The heartwood of this piece of poplar was green when it cut. After curing several years it turns brown.
This piece of flat cut cherry has parts that are the color of natural maple.

The good news is that when you get right down to it there just aren’t that many woods to choose from in the bulk of American furniture. And all are native woods with the exception of mahogany. The short list begins with the various members of the related oak family – oak, elm, hickory, pecan, ash and chestnut. It concludes with walnut, mahogany, maple, cherry, birch, beech, pine, poplar and gum.

Of course there are exotics, which are always a problem, but fortunately they do not show up in great quantity. Examples are the several varieties of rosewood, which appear mostly in the 19th century, as well as some of the rarer European species like kingwood and Circassian walnut that sometimes made their way across and found their way into furniture. In the 20th century, manufacturers used many imported veneers, most notably Oriental walnut and zebrawood to achieve striking patterns but they are easily identified by their very nature.

The things that distinguish one wood from another are the tools that can be used to identify the wood, or, sometimes more successfully, eliminate what it isn’t. Those tools primarily are density, color, figure and texture.

I will cover the first two properties here.


Is the wood dense or lightweight? In most cases we never get the chance to find out conclusively. An older dense wood could have dried and shrunk as it aged giving the impression of a lightweight wood. Is it a hardwood or a softwood? Here again we seldom get the chance to test the surface hardness of apiece of antique furniture wood. Not very many people are going to allow us to knock on the wood with anything harder than a finger. And the definition of hardwood versus softwood may surprise you.

A softwood is an evergreen tree. Period. It doesn’t matter how hard or dense the wood may actually be. For scientific purposes the only thing that matters is the absence or presence of leaves in the winter. You may have to drill pilot holes to drive a nail in piece of cured heart pine but it is still classified as a softwood.

On the other hand a hardwood trees is simply a deciduous tree. Period. If it goes bare in the winter it is a hardwood. That even includes softer woods like basswood, preferred by carvers for its workability and fine soft texture and goes up to traditional hardwoods like birch and maple.


Color is the least reliable of the tools. At first glance it would appear to be the basic clue but advances in the chemistry of dyes changed all that around the turn of the 20th century with the introduction of aniline dyes. Another stumbling block to using color as the primary key is the natural aging process of the wood itself.

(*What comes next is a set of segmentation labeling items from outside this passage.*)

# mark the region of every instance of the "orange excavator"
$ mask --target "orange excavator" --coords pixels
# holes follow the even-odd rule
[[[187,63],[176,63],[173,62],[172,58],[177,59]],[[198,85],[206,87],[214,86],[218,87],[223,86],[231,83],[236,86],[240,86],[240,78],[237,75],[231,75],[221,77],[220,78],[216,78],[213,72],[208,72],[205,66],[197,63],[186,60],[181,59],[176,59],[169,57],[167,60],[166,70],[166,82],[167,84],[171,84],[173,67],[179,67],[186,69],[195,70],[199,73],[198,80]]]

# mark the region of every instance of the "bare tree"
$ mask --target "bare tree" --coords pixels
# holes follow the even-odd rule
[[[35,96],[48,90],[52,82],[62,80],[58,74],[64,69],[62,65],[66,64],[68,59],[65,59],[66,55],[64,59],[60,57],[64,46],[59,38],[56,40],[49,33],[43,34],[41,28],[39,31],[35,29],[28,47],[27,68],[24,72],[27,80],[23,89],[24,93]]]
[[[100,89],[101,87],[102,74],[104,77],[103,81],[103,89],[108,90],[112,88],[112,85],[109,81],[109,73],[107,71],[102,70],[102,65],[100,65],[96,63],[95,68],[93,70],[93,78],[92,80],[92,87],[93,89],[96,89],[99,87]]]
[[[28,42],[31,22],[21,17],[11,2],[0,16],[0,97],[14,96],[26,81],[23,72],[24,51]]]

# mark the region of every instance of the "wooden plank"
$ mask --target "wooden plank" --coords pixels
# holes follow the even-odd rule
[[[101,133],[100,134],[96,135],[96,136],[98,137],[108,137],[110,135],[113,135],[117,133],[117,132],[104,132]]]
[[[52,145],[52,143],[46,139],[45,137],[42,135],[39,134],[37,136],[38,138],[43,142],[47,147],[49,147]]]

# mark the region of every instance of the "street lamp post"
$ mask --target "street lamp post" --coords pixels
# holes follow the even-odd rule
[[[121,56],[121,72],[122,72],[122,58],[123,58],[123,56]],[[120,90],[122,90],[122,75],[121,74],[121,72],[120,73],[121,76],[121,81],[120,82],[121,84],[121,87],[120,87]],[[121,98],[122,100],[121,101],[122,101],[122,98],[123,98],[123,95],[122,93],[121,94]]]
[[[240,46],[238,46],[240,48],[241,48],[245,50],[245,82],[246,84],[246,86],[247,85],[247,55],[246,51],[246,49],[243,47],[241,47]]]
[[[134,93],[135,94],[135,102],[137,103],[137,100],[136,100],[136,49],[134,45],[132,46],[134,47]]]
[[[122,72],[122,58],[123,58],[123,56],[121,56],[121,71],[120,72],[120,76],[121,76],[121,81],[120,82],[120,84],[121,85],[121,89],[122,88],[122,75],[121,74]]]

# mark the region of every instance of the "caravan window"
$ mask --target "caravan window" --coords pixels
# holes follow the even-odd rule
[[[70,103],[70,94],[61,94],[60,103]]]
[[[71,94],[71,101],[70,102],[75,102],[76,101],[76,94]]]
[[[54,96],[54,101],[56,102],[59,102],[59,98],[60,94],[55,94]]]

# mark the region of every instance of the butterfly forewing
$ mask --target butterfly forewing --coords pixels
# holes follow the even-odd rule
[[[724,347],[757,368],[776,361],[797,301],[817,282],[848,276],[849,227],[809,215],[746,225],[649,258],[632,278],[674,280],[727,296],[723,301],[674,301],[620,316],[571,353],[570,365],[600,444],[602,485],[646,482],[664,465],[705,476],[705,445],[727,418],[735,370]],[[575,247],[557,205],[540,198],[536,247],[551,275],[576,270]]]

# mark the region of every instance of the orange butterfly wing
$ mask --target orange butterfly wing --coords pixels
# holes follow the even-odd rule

Over time mahogany that might have been a delicious warm reddish brown when the piece was made and finished has a tendency to lose its red and become more brown, especially if it has been exposed to the elements or sunlight. Walnut on the other hand, especially air dried walnut as opposed to kiln dried walnut, has a tendency to take on a little reddish cast, often making the difference between walnut and mahogany very slight.

Natural color plays other tricks as well. Cherry can have blonde streaks, which are as bright as maple or birch while other parts of the same tree are pinkish brown and yet others are almost red. And the heartwood of poplar, which starts out as a distinctive olive green, ages to warm brown.

Add to all of this the effects of bleaching, staining, fuming, toning, shading and finishing done by craftspeople over the centuries and color becomes all but irrelevant to the identification of the wood.

Looks like density and color didn’t help us much. Maybe the remaining properties of FIGURE and TEXTURE will be more help.